There are four steps to get the desired responses.

Inference

  • Step1: Run run_llm.py to get the basic results

    python run_llm.py --source data/nq_sample.jsonl --ra none --type prior --outfile ./examples/test.jsonl --model chatgpt
    • You can specify --type [qa/qa_explain/qa_cot/qa_gene/prior/prior_punish/prior_explain/prior_pun_exp/prior_cot/prior_gene]
  • Note

    • The desired format of the response is [Answer, Confidence]. For example, when the question is What is the capital of Chain, we expect the response to be "Beijing, Certain"
    • LLMs might produce responses that don't adhere to the expected format.

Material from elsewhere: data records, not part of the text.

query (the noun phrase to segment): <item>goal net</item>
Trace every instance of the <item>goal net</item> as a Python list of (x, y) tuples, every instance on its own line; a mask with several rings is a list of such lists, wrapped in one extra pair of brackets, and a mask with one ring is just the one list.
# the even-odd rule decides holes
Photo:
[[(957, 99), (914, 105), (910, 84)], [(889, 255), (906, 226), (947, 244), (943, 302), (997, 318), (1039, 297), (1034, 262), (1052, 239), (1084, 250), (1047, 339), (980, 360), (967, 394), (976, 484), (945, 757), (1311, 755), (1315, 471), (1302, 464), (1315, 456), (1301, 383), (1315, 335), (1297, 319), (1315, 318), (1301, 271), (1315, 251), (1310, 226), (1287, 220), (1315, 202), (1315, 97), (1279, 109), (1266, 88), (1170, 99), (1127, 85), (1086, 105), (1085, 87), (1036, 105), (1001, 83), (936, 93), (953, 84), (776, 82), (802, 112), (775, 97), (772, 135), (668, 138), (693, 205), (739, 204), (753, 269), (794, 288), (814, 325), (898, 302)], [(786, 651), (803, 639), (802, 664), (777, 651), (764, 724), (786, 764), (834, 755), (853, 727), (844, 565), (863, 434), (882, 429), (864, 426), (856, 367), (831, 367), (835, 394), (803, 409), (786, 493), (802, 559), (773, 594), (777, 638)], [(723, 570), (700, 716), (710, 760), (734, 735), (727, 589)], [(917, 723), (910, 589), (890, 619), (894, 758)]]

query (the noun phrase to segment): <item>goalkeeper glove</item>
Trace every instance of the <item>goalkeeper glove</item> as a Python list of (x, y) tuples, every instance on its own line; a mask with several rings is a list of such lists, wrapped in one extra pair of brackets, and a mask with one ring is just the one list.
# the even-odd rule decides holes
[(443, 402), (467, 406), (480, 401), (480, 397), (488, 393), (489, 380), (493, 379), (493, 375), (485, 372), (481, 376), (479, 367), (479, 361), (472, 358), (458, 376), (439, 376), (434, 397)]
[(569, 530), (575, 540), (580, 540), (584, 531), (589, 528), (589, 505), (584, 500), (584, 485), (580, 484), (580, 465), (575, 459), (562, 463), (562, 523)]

It could simply provide the answer Beijing or the confidence Uncertain.
    • We perform post-processing to obtain the desired output format.

Post-process & Evaluate

  • Step2: Get the indices of samples that do not match the expected output format.

    python collect.py --mode preprocess --source ./data/nq_sample.jsonl --input ./examples/test.jsonl --output ./examples/test_new.jsonl --confidence ./examples/confidence.jsonl --answer ./examples/answer.jsonl --model chatgpt
  • Step3: Generate the missing results for these samples.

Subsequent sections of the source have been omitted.